Batı'nın büyük hayâllerinden biri, Bizans'ı yeniden kurmaktır. Bu amaçla her fırsatta ''Konstatinopl''derler...Dinsel kişiler ise , bu adın - kökeninin Grek olduğunu anımsatmak için- tamamını söylerler : KONSTANTİNOPOLİS...Patrik sınıfı , dinsel kişilre buna dikkat ederler.
Bu kentin tarihteki ilk adının, OY-OĞ olduğunu ve bu adın, Marmara bölgesinde ilk kurulan Ön-Türk ÖDÜS'ü(devleti)OY-URTUM ATIN'Iın başkenti olduğunu görmüştük.

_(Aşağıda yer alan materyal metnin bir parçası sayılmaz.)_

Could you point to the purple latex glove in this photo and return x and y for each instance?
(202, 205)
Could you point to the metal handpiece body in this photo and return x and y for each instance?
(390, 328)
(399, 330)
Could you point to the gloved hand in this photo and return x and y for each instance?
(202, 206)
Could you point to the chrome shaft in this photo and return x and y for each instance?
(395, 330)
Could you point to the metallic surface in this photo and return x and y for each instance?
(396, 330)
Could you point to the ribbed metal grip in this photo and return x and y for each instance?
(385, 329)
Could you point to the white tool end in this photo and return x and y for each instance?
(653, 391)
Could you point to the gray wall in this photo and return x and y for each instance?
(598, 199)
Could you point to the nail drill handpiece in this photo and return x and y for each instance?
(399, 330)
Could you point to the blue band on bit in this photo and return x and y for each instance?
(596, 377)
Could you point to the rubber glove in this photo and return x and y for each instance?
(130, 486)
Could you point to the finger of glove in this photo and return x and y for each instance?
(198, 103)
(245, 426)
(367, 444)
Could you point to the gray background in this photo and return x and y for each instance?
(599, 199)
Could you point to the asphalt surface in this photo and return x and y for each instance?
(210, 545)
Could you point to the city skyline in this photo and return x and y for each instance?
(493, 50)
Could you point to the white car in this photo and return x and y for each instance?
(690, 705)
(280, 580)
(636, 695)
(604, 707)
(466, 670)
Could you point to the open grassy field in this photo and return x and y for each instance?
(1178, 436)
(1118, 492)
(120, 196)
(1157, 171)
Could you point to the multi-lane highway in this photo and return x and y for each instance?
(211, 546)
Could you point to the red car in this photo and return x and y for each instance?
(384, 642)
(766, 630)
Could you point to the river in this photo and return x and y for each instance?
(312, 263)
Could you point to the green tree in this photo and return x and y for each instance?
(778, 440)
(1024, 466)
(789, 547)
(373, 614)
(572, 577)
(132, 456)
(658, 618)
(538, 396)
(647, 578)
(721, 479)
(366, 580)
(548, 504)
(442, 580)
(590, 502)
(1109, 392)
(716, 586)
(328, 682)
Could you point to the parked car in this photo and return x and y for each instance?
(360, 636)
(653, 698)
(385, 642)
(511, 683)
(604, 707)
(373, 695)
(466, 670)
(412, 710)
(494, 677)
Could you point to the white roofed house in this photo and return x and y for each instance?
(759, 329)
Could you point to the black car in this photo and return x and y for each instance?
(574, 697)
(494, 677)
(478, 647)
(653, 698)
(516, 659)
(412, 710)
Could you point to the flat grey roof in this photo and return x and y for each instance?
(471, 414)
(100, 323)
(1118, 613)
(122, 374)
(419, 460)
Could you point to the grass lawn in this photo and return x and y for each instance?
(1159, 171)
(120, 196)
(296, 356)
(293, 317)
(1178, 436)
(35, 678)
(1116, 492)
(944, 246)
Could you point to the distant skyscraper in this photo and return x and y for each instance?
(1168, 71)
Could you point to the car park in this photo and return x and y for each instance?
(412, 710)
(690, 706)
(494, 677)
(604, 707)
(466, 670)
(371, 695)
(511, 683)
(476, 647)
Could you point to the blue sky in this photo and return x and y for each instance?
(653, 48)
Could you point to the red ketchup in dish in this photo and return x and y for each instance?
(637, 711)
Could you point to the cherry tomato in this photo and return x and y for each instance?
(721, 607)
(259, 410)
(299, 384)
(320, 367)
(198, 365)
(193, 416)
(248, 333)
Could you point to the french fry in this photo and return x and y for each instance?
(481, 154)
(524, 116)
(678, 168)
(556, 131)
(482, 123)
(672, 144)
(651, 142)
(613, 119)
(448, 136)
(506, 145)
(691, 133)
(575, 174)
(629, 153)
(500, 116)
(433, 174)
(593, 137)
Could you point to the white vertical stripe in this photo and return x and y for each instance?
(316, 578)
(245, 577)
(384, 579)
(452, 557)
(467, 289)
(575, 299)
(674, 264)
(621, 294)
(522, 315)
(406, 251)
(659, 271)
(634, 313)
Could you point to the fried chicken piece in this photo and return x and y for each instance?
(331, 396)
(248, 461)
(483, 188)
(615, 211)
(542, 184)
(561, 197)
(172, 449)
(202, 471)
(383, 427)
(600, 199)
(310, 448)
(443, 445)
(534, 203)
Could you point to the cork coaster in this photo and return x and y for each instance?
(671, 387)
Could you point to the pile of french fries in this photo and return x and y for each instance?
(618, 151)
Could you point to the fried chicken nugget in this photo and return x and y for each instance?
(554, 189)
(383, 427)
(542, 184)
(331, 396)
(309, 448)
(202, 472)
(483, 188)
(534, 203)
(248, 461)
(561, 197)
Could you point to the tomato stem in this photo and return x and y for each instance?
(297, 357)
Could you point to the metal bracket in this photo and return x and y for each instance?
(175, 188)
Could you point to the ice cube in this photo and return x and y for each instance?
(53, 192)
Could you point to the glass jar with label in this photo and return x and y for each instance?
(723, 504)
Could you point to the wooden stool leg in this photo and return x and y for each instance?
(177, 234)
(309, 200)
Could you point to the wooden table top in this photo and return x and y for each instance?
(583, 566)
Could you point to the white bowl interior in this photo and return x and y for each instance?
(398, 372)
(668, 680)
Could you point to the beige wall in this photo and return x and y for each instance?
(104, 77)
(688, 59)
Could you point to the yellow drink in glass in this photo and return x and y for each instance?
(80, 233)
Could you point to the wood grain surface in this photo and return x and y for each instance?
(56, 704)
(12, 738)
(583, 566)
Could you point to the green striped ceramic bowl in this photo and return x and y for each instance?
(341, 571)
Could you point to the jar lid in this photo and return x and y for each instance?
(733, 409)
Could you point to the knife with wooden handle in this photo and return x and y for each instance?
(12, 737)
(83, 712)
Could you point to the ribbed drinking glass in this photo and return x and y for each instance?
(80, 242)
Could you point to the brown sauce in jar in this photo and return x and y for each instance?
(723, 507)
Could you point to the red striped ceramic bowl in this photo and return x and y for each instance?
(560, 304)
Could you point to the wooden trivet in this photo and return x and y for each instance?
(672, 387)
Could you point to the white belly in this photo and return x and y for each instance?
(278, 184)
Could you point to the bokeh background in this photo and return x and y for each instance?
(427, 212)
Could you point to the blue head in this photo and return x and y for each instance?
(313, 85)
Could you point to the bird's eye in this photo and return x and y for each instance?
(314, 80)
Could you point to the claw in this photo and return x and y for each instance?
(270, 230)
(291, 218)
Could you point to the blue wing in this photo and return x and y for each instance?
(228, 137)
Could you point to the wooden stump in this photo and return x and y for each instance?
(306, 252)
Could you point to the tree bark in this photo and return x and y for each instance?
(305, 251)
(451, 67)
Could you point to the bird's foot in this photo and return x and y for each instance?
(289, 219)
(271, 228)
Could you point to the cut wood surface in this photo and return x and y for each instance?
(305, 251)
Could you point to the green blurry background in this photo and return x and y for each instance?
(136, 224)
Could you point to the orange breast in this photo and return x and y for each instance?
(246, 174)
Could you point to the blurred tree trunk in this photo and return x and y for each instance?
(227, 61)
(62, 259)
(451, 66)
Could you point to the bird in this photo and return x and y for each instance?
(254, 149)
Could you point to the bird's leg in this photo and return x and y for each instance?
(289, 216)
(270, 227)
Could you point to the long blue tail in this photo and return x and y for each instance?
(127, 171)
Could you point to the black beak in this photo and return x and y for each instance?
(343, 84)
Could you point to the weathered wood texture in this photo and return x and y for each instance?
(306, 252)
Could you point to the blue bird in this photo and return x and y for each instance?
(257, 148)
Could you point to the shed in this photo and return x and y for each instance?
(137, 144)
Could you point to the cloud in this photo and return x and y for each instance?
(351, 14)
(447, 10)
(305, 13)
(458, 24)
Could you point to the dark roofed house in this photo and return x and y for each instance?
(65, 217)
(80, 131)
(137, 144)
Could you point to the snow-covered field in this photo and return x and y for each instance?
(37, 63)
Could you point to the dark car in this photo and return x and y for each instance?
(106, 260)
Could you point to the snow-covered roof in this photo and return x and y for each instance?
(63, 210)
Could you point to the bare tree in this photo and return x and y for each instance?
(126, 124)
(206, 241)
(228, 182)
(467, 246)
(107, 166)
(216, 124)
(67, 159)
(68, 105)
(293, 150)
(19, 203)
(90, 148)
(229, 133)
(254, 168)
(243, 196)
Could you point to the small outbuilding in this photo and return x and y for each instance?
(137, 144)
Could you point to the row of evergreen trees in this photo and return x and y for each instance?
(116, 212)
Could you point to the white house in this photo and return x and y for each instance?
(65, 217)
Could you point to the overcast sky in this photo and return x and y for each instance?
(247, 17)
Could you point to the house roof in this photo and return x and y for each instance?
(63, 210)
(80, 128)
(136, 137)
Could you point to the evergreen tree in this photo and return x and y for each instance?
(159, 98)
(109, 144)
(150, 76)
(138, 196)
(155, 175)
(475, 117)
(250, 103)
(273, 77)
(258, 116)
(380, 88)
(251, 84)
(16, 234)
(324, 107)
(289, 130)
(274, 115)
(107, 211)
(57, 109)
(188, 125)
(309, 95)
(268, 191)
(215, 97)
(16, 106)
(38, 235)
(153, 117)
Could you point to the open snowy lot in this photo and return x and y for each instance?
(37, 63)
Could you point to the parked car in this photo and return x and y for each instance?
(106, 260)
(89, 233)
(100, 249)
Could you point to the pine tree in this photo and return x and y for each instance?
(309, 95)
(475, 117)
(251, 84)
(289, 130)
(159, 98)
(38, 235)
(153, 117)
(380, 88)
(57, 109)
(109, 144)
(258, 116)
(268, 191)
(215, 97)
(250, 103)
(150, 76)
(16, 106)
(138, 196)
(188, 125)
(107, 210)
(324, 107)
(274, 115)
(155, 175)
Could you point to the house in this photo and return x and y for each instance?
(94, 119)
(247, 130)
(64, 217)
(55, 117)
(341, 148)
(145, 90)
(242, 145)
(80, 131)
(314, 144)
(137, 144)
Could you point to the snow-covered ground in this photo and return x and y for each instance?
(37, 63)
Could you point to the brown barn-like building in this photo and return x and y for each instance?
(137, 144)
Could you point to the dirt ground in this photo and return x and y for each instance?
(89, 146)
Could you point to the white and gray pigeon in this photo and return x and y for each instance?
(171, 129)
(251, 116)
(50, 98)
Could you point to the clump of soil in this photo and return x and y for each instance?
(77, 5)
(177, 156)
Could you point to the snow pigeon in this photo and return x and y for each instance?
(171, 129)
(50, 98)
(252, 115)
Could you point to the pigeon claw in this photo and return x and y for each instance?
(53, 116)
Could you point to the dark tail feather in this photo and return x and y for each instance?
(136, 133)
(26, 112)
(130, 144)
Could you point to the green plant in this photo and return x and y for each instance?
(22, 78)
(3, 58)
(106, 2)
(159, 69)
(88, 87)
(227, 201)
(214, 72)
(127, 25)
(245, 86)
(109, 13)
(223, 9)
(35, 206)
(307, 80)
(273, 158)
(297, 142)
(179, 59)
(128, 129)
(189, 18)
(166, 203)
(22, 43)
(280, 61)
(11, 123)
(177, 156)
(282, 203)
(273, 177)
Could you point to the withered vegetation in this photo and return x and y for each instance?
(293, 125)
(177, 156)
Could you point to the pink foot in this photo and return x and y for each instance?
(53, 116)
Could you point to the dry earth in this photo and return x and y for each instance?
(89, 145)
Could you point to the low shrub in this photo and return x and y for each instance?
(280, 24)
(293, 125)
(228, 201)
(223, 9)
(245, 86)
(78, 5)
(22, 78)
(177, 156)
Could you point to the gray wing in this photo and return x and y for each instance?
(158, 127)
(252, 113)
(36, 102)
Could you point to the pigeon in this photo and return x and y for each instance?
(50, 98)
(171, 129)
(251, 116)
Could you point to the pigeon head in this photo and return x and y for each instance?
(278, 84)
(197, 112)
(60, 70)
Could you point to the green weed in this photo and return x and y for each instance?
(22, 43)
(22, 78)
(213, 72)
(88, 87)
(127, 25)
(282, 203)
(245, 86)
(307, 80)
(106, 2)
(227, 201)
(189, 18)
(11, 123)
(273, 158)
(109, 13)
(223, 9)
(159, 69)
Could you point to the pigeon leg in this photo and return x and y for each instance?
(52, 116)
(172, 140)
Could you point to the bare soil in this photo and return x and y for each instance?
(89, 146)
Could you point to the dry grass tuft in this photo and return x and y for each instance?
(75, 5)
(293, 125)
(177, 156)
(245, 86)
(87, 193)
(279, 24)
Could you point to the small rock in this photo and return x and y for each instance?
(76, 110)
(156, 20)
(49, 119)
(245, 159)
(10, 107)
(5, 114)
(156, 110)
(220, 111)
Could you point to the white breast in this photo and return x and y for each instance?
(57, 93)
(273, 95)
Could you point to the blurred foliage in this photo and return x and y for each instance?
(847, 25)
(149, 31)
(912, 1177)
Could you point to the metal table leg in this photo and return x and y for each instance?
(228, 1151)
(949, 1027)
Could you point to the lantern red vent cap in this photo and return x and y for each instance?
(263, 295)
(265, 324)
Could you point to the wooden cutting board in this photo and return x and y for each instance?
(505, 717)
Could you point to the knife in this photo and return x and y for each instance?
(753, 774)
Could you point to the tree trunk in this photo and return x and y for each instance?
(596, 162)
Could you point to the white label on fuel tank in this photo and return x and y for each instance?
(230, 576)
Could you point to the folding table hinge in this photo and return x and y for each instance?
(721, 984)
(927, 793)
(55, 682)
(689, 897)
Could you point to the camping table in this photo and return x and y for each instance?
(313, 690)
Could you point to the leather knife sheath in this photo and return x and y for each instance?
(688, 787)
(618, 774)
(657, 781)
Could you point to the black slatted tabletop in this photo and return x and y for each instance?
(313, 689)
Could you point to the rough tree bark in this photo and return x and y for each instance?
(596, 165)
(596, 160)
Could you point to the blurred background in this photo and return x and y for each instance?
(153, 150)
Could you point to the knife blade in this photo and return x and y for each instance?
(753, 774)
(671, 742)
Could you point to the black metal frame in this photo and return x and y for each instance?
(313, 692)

Bundan sonraki ad'ın ise, İSTANBUL oluğunu fakat bu adın, 18'ni yüzyılda yaşamış olan selânikli garmerci Romanos Nikeferos'un , Grekçe , '' şehre'' demek olan EİS-TİN POLİN'den uydurduğunu yazmıştık. Anlattığına göre, Türkler şehrin kapısına geldiklerinde nöbetçi sorarmış:
· nereye gidiyorsun?..Türk de cevap verirmiş
· EİS-TİN POLİN ...Şehre?...Bu yutturma çok ciddî bilimsel kitaplarda yer almıştır. Yalnız tüm dünya değil bizim tarihçiler de bunu kabullenmişlerdir...Ne acı?..
Tarihe bir göz atalım.
· İstanbulun 1453'de alınışından önce, 2'nci Murat zamanında kentin adı İSTANBUL'dur (Osman Turan)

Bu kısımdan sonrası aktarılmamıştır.